AMERICA/MESSICO - “Dove c’è povertà c’è delinquenza”: allarme di Mons. Zapata per i giovani coinvolti nel crimine

mercoledì, 30 dicembre 2015 violenza   chiese locali   povertà   giovani  
La chiesa presente nelle carceri del Messico

Internet

La chiesa presente nelle carceri del Messico

Poza Rica (Agenzia Fides) – “La criminalità organizzata è così radicata nella società che è diventata una scuola per i bambini e i giovani del paese" ha detto il Vescovo della diocesi di Papantla (Puebla, Messico), Sua Ecc. Mons. José Trinidad Zapata Ortiz, dopo la Messa celebrata ieri per i detenuti del Centro di Riabilitazione Sociale (Cereso ) di Poza Rica, circa 270 km da Città del Messico, in occasione delle festività natalizie. Mons. Zapata Ortiz ha sottolineato che i crimini, gli omicidi e i rapimenti non sono finiti, ma continuano tra la popolazione messicana, e purtroppo per i minori rappresentano una scuola di apprendimento.
"Il traffico di droga lo troviamo ora a tutti i livelli, ha messo radici nella nostra società e sta facendo scuola, questa è la cosa più terribile" ha detto il Vescovo.

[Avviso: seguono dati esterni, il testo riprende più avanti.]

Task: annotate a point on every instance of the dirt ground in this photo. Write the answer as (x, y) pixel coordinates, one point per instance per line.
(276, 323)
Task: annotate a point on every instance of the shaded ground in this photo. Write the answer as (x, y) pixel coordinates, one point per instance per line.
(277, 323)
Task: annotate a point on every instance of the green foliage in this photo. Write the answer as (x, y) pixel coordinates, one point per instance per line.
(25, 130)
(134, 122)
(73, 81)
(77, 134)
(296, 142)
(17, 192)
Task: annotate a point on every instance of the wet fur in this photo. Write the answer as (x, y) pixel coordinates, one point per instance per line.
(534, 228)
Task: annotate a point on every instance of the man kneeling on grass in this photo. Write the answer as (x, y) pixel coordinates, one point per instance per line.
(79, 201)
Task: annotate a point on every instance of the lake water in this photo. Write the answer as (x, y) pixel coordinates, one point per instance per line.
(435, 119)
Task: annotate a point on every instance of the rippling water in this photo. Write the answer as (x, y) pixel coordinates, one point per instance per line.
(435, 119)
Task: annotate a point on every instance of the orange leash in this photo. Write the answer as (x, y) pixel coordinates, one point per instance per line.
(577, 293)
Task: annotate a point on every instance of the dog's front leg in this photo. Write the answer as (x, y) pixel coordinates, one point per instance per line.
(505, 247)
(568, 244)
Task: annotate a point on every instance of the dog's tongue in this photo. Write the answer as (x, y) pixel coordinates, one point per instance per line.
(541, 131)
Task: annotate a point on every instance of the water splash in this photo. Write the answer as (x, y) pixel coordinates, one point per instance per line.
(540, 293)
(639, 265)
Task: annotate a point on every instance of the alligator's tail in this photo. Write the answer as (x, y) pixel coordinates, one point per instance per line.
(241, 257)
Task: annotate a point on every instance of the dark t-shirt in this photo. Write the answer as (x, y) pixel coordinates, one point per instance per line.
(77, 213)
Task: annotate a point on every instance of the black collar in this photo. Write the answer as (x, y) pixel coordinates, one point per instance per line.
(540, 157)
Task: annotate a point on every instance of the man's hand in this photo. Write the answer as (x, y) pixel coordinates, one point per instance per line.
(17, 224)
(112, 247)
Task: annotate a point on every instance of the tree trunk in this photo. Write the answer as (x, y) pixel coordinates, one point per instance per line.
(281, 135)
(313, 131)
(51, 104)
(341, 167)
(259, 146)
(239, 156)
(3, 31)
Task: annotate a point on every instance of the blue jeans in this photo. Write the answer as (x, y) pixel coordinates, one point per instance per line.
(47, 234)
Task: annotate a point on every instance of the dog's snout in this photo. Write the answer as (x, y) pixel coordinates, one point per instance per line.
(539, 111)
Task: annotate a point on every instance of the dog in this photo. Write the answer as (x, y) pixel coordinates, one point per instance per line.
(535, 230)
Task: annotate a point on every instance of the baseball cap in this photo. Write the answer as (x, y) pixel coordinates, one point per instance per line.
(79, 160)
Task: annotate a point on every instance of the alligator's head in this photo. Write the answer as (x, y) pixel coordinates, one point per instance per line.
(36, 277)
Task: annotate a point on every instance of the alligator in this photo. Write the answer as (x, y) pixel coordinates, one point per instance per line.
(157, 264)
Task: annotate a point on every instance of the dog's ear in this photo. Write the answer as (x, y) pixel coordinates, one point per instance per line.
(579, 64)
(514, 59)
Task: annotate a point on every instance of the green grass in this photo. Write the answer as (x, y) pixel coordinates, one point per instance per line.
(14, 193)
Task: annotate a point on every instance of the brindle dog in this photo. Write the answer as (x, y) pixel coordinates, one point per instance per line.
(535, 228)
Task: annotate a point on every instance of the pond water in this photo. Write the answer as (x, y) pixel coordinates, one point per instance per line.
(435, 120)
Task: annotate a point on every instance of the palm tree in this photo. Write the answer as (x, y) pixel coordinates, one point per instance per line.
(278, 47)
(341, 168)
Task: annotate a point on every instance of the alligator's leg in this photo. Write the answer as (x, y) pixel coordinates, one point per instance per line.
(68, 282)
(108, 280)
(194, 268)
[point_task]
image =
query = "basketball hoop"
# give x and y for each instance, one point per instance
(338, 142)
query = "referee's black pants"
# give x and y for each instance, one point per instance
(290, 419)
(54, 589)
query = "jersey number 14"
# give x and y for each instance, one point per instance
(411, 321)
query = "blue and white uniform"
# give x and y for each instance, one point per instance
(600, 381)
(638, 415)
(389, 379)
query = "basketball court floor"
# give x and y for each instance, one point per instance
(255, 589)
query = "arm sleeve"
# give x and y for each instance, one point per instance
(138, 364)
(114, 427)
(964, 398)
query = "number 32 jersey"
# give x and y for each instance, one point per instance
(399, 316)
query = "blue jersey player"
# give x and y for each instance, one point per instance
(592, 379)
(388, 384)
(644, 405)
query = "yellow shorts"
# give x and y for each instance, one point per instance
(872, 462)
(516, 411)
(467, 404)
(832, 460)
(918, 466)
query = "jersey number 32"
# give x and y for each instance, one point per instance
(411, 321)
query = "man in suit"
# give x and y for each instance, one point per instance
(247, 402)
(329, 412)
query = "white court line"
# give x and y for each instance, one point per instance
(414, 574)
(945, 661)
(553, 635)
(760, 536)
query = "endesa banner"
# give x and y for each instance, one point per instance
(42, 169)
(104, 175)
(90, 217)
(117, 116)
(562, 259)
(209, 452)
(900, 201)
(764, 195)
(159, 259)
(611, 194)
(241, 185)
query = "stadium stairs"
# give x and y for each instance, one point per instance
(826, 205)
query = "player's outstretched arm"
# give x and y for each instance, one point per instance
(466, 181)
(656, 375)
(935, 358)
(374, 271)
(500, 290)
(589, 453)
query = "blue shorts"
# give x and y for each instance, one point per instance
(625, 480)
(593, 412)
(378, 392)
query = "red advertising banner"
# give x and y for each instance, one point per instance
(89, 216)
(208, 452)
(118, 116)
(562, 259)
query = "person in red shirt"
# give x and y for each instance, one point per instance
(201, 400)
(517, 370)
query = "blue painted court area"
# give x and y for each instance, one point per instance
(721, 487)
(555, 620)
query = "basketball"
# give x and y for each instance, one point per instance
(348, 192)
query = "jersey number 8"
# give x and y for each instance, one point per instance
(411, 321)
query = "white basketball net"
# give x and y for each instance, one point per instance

Mentre i governanti, con le loro statistiche, insistono sul fatto che sia diminuita la criminalità in Messico, il Vescovo ha evidenziato che in realtà non vengono registrati tutti casi, questi non vengono riportati dalla stampa né comunicati alla pubblica opinione, ma la cosa più terribile, secondo Mons. Zapata Ortiz, è che ora i reati li stanno commettendo i bambini e i giovani messicani, la criminalità organizzata inizia ad avere i ragazzi.
Per risolvere questa situazione, il Vescovo di Papantla suggerisce al governo di creare e realizzare un reale percorso di sviluppo sociale che permetta un’equa distribuzione della ricchezza: "Finché ci sarà povertà, sempre più persone andranno a far parte del crimine organizzato per poter mangiare". “Si deve tornare alla vera educazione, focalizzata sulla civiltà, sui valori umani – ha concluso -, rafforzare le istituzioni e le famiglie messicane, in quanto i problemi economici della famiglia hanno innescato l’emigrazione delle persone, che poi, essendo lontane da casa, finiscono per abbandonare i loro figli, figlie e mogli”.